Brene Brown'in Daring Greatly kitabinda bunu acikladigi bir bolum vardi. O da birine atif yapiyordu, bunu arastiran birileri vardi ama asil calisma sahibinin adini unuttum.
Yaris kelimesi biraz sikintili bir kelime. Ingilizcedeki contest ve competition'in ikisi de yaris diye cevrilebilir ama arada ince farklar var. Ilki contest'in kisa sureli, tek seferlik, genellikle bir odulu olan bir yaris olmasi; competition'in uzun sureli, hirs ve rekabet duygusunu barindiran bir yapisinin olmasi. Brene Brown'in yaptigi alintiya gore dogada ayni turler icinde contest vardir, farkli turler icinde competition vardir. Ornegin, kedi yavrulari buyurken birbirleri ile gureserek, bogusarak oynarlar ya da bir kedi kuyrugunu kovalar. Bu tek seferlik bir yarismadir ve kazanmak/kaybetmek cok da onemli degildir, onemli olan buyumek, keyif almak falandir. Ancak, aslan ile geyik bir competition halindedir; yenilen ya yemek olacak ya da ac kalacaktir. Dolayisiyla, iki tarafa da patlayacak olan sonuclari vardir ve birisi mutlaka daha iyi olmak zorundadir. Insana uyarlarsak, komsuyla aksam yemegi sonrasi bir tavla atmak ve yenerek tavlayi koltugunun altina vermek bir contest'tir ama hirs yaparak "Mahallenin en iyi tavlacisi ben olacagim, tavla denince ben akla gelecegim, bu konuda bana gelecekler" competition'dir. contest'te iki taraf olsa bile bir daha iyi/en iyi karsilastirmasi yoktur, competition daha iyi/en iyi uzerine kurulur.
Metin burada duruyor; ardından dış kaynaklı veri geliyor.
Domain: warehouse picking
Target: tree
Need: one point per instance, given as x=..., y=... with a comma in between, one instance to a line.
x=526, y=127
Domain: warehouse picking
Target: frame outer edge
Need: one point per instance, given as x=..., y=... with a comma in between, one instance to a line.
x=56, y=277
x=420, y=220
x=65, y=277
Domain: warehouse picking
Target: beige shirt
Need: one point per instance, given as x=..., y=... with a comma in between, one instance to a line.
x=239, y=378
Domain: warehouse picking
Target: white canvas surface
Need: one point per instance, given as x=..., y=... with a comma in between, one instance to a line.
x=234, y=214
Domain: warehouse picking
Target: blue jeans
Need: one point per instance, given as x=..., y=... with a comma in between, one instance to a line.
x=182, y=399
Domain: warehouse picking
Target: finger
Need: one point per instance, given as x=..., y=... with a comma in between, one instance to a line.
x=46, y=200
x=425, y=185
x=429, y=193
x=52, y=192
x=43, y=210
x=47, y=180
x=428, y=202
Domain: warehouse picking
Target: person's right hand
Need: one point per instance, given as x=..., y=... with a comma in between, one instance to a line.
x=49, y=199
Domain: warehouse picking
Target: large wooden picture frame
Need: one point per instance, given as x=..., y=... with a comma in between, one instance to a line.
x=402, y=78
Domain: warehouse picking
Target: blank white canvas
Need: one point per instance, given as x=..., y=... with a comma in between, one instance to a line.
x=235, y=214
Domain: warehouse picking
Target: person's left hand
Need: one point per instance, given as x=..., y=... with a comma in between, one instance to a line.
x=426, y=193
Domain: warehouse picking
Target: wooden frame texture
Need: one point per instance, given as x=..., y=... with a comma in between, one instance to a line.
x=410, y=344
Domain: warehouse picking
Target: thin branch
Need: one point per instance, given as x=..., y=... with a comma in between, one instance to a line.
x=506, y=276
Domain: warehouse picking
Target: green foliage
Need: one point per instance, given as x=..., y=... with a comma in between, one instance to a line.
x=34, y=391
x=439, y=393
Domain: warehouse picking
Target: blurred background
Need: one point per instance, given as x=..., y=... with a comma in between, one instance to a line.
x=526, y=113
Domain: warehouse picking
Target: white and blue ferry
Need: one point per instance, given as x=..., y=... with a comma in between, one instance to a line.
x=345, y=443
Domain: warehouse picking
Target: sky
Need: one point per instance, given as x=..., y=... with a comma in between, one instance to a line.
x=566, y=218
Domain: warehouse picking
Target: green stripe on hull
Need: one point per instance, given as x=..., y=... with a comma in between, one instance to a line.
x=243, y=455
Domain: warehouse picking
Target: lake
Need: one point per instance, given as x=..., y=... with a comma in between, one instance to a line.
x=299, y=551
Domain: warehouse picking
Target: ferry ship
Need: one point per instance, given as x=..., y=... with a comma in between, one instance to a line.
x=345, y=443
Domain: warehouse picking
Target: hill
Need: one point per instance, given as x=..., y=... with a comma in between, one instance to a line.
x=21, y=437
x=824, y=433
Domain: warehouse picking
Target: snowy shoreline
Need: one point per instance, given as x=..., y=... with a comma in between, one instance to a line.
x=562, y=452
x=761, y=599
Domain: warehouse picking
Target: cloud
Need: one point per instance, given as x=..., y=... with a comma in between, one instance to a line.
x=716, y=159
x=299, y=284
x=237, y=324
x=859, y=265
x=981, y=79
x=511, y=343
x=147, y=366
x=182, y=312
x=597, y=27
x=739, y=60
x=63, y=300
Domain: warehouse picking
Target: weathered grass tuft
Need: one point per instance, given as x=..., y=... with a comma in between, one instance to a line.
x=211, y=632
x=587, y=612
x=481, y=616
Ayni kitapta dendigine gore contest yapicidir, kazanan/kaybeden olsa bile iki tarafi da gelistirir, bir seyler ogretebilir, eglencelidir. Competition ise yikicidir; bir tarafi iyilestirirken diger tarafi kotulestirir. Bu nedenle competition'in diger cevirisi olan rekabet sozcugunu kullanmak daha iyi bir tanim olabilir sanirim. Oyun oynarken hirslanip oyunun zevkinin icine eden ve insanin icinde ya "Kazansa da bitse artik" ya da "Eline vereyim su oyunu" duygusu yaratan arkadas yarisi rekabete cevirmis olur. Yaristan hoslanan herkes rekabetci olmaz, bircok kisi is rekabete bindiginde "Zevki kacti" diye birakir. Kendimi disarida birakayim, kendimi ben degerlendirecek degilim ama tanidigim bircok insan contest'ten zevk alirken, cok az insanda rekabetcilik gordum.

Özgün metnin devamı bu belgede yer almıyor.